There is nothing in today's Cuban media recalling the date, although Cuban TV's political talk show, La Mesa Redonda (The Round Table,) marked the 15th anniversary Monday by running footage of the Elian saga that comprised its initial programming.
However, on Gonzalez' 20th birthday in December of last year, which coincided with his trip to Ecuador, he told the Cuban state-run web site Cubadebate: "I'm a little shy, so when I stand up somewhere and know that the whole world is looking at me and I'm perhaps the center of attention...it's pretty tough."
He also reaffirmed his admiration for Cuba's iconic leader Fidel Castro.
"He always came for my birthday. I always looked forward to that moment," Gonzalez said.
In 2005, he went further and told "60 Minutes" he saw Castro as a "father".

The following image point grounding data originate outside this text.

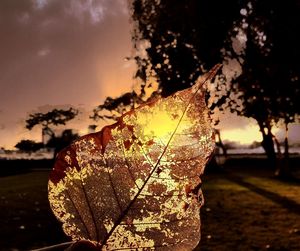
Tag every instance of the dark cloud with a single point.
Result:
(61, 52)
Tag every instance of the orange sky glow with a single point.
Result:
(54, 54)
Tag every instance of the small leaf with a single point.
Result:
(135, 184)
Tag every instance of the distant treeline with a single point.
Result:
(12, 167)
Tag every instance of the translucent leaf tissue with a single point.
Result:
(135, 185)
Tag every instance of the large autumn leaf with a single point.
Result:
(135, 184)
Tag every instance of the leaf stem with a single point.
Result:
(55, 247)
(209, 76)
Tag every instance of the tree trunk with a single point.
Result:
(283, 170)
(268, 145)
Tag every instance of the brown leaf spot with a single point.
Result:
(127, 144)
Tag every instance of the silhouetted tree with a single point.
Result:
(185, 38)
(51, 118)
(60, 142)
(29, 146)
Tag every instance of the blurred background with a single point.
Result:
(67, 68)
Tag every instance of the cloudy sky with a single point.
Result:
(56, 53)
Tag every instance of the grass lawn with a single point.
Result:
(244, 210)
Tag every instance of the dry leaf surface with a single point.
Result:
(135, 184)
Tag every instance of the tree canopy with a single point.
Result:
(54, 117)
(176, 41)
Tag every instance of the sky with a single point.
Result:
(57, 54)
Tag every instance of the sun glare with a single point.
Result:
(244, 135)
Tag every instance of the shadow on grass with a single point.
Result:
(286, 203)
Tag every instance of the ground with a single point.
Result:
(246, 208)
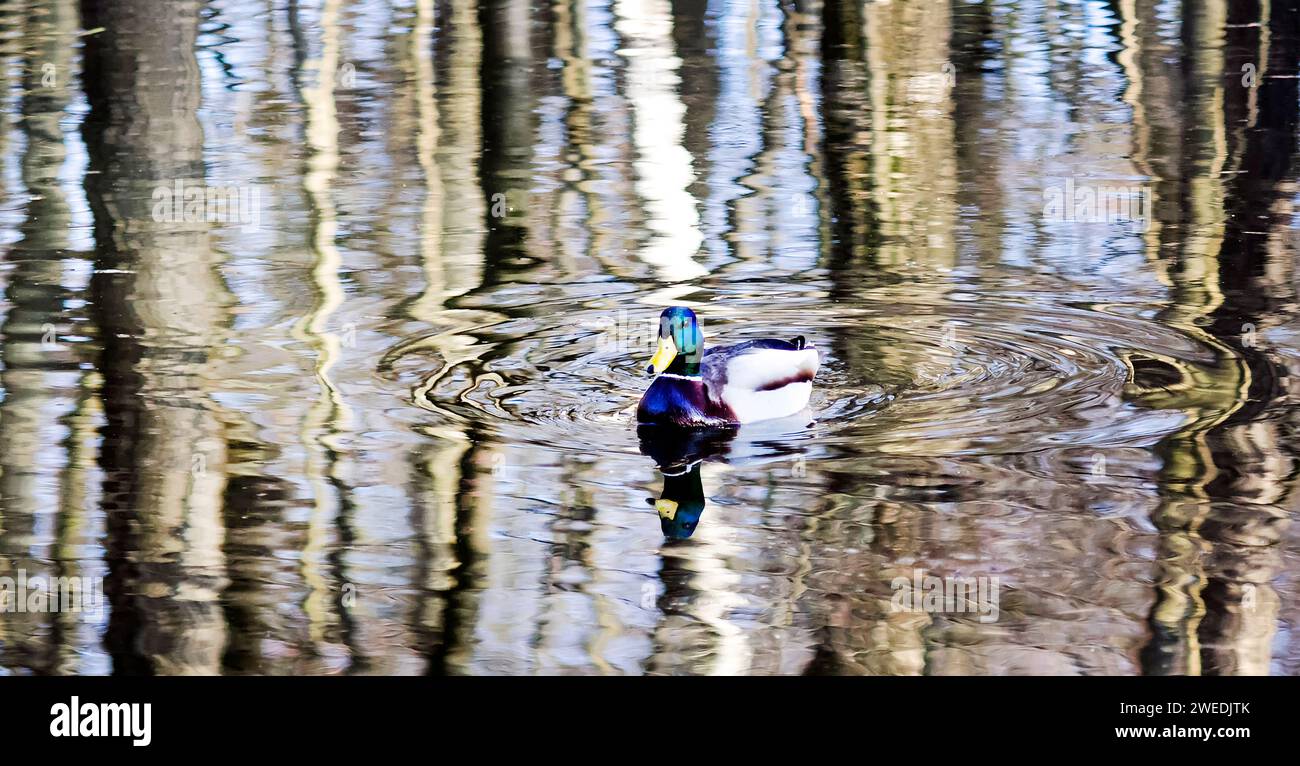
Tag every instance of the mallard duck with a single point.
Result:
(729, 385)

The now-retired Cuban president not only backed Gonzalez' real father Juan Miguel's efforts to get the U.S. government to send the boy home, he virtually led the campaign, appearing at the boy's house in the small town of Cardenas nearly every day and on La Mesa Redonda.

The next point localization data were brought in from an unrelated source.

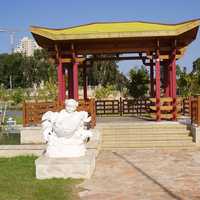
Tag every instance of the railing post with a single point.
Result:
(120, 106)
(198, 110)
(190, 102)
(24, 114)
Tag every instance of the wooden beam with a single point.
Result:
(70, 60)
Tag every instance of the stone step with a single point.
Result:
(141, 125)
(143, 132)
(148, 144)
(21, 150)
(108, 138)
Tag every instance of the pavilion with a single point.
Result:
(155, 44)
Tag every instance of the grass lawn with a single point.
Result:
(18, 182)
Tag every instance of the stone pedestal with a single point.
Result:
(31, 135)
(81, 167)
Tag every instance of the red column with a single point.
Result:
(166, 79)
(85, 82)
(173, 64)
(151, 79)
(60, 81)
(75, 81)
(70, 82)
(158, 114)
(64, 84)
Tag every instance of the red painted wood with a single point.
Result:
(85, 83)
(64, 85)
(166, 80)
(70, 82)
(60, 81)
(75, 80)
(158, 116)
(152, 80)
(173, 63)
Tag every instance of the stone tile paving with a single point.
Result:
(145, 175)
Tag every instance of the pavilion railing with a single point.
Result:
(195, 110)
(166, 108)
(33, 111)
(122, 107)
(143, 107)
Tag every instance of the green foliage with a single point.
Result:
(104, 92)
(184, 82)
(18, 182)
(106, 72)
(17, 96)
(138, 84)
(4, 94)
(25, 71)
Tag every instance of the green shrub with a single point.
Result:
(104, 92)
(17, 95)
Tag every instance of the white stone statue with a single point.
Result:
(65, 132)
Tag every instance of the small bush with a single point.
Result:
(17, 96)
(104, 92)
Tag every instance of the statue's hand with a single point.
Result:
(87, 119)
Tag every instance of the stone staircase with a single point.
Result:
(145, 135)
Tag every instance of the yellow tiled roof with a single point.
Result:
(116, 29)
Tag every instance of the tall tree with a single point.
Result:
(106, 72)
(138, 83)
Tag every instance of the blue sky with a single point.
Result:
(20, 14)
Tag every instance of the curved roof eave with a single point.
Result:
(81, 33)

It became a face-off between Castro, the boy's father and grandparents on the island, and Cuban-American lawmakers Ileana Ros-Lehtinen and Lincoln Diaz-Balart with the backing of Miami's hard-line exiles that encouraged Gonzalez relatives there to refuse to give the boy back. In Miami, the boy was showered with gifts, including a Labrador puppy from Diaz-Balart, and draped in an American flag by Ros-Lehtinen. An outraged Cuban public staged massive marches headed by a sneaker-clad Castro.
The case did not culminate until armed U.S. Federal Agents raided the Miami home where he was being held, and in June 2000 he flew home along with his father, stepmother and baby brother, who had travelled to the United States in their efforts to reunite the family.

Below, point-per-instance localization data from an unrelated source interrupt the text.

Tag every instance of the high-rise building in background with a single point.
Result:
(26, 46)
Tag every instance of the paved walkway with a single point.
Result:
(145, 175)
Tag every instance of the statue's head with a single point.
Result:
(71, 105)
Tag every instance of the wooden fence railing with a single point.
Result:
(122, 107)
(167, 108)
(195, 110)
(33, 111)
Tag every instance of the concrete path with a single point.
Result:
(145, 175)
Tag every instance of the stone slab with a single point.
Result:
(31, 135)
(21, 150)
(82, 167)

Cuban officials stress that dangerous adventures such as the one that killed Gonzalez's mother and nearly killed him are encouraged by a 1966 U.S. law, the Cuban Adjustment Act, and the "Wet foot, Dry Foot" policy that allows those who reach land to stay. Unlike other undocumented immigrants, Cubans are given preferential treatment and do not face deportation.
A 1994 migration accord signed by Washington and Havana sends Cubans picked up at sea back to the island but commits the U.S. to annually issue a minimum of 20,000 migrant visas to Cubans wishing to leave the island. In Fiscal Year 2013 a total of 24,727 such visas were issued.
In addition, U.S. government figures show that some 25,000 undocumented Cubans arrived either by land or by sea in the fiscal year ending last September 30th.
Smuggling rings have played a part in this, dropping their customers off at Texas border crossings where their Cuban documents get them a green light to enter the country. This method has become more viable under Cuba's new relaxed travel regulations implemented by President Raul Castro last January.
Still, Cubans take to the seas in flimsy crafts like the one in which Elian Gonzalez travelled. The U.S. Coast Guard spotted 3,722 Cubans in 2013, nearly double the number intercepted in 2012. There are no statistics to show if these were people who had been refused visas by the U.S. or who, for a myriad of reasons, had simply not applied.
Nor are their accurate statistics on how many have lost their lives at sea in pursuit of dry foot status. Only the lucky survivors can be counted for certain.